Les dernières paroles de Raymond Gravel

Raymond Gravel a appris qu’il avait un cancer du poumon incurable en août 2013.
Photo: Jacques Nadeau Le Devoir Raymond Gravel a appris qu’il avait un cancer du poumon incurable en août 2013.

Quelques jours avant la parution de Raymond Gravel. Le dernier combat, du journaliste Carl Marchand, des proches du regretté prêtre ont tenu à me mettre en garde contre cet ouvrage. L’auteur, m’a-t-on dit, y révélait des secrets d’alcôve et avait profité de l’état de faiblesse de Gravel, dans ses derniers moments, pour lui soutirer des déclarations inconvenantes. Je m’attendais donc au pire, surtout que cet ouvrage, d’abord annoncé chez VLB, s’il faut en croire certains sites de librairies numériques, paraît finalement aux Éditions du CRAM. Le premier éditeur aurait-il reculé devant le contenu sulfureux du manuscrit?

Raymond Gravel a appris qu’il avait un cancer du poumon incurable en août 2013. Il n’avait que 60 ans, mais presque 50 ans de tabagisme l’exposaient à une telle éventualité. Marchand, alors journaliste pour La Presse, lui propose de l’accompagner dans cette épreuve, afin d’en tirer des reportages. Gravel, animé sa vie durant par une « soif de communiquer », accepte. Marchand suivra donc le prêtre malade d’octobre 2013 jusqu’à sa mort, le 11 août 2014. À partir de juin, le journaliste ne travaille plus pour La Presse, mais continue néanmoins à rencontrer Gravel.

Un long reportage

 

Dans l’ensemble, le résultat est un long reportage plutôt sobre, dans lequel sont rapportées les réflexions de l’abbé sur son épreuve et sur la mort. Refusant l’idée d’une souffrance salvatrice — « Dieu ne veut pas nous écraser », dit-il —, Gravel, qui a espéré guérir presque jusqu’à la fin, confie à Marchand sa peur de la souffrance, d’où son appui à l’aide médicale à mourir, et témoigne de sa foi en la résurrection, mais reconnaît n’avoir aucune certitude à cet égard. Ses grandes prises de position — pour le mariage civil gai, pour l’ordination des femmes, pour une interprétation rationaliste des textes bibliques, contre le célibat des prêtres et pour l’indépendance du Québec — sont aussi rappelées.

L’affaire se corse un peu quand Gravel évoque son enfance dans un milieu familial rude, qu’il a quitté à 16 ans, ses expériences de prostitution homosexuelle et sa vie de barman toxicomane, qui ont précédé sa décision de devenir prêtre, à la fin des années 1970. Le récit est légèrement épicé, mais Gravel n’en a jamais fait mystère.

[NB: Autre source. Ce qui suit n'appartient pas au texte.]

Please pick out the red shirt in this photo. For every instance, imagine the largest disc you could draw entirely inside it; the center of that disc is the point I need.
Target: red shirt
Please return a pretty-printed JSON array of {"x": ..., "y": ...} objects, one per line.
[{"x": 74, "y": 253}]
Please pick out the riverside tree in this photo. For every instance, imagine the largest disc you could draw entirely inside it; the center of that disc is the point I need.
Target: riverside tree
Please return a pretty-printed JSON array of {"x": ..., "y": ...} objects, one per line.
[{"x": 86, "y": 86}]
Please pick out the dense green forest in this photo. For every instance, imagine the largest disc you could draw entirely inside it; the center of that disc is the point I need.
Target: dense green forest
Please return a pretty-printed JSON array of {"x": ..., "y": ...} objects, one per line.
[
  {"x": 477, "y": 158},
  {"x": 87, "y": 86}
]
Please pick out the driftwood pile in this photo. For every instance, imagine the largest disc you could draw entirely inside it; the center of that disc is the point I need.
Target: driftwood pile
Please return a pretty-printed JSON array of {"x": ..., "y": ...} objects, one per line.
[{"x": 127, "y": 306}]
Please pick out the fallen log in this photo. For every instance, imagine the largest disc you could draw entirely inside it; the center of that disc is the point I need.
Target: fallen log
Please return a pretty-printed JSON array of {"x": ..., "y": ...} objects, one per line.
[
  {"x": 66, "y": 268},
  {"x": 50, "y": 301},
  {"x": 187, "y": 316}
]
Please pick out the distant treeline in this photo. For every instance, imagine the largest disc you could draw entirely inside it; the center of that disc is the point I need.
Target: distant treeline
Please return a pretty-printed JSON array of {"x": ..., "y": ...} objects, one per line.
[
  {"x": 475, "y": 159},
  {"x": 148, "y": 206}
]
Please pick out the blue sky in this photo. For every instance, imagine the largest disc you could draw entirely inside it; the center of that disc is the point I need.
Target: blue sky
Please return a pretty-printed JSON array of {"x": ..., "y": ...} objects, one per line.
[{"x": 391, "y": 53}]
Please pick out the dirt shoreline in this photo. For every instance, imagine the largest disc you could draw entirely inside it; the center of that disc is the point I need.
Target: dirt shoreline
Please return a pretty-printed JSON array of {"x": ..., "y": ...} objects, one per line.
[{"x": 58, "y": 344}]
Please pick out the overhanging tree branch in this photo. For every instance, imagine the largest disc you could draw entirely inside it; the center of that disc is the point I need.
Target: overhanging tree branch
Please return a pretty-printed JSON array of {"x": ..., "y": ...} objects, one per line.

Les éléments plus épineux, qui expliquent les craintes des proches de Gravel, sont les suivants. Le prêtre, dans les dernières années de sa vie, avait pour collaborateur privilégié un musulman d’origine turque. Marchand soupçonne que les deux amis formaient un couple d’amoureux. Il finira par conclure que « la relation qui unissait ces deux personnes ne regarde qu’elles et je n’ai pas à la comprendre ». Fallait-il, alors, en parler? La nature du projet de Marchand, acceptée par Gravel, l’exigeait, il me semble.

Autre élément embarrassant : l’affirmation du prêtre selon laquelle le crime de Guy Turcotte, qu’il a rencontré, serait lié à son orientation homosexuelle refoulée. Périlleuse et mal fondée, cette hypothèse, formulée par un homme à l’esprit engourdi par les médicaments, aurait dû rester du domaine privé. Il reste que Raymond Gravel, c’était aussi ça : des jugements à l’emporte-pièce aux assises parfois fragiles.

Ce livre, en ce sens, ne le trahit pas. Reportage ponctuel qui rend bien l’atmosphère des derniers mois de l’abbé original, il ne fait pas le tour du personnage — pour cela, on lira, très bientôt, la biographie que prépare le journaliste Claude Gravel —, mais il rend justice à ce prêtre pour qui, selon les mots de son ami l’abbé Pierre-Gervais Majeau, « ce qui importait, ce n’était pas le dogme, mais la foi évangélique, la promotion des valeurs chrétiennes ».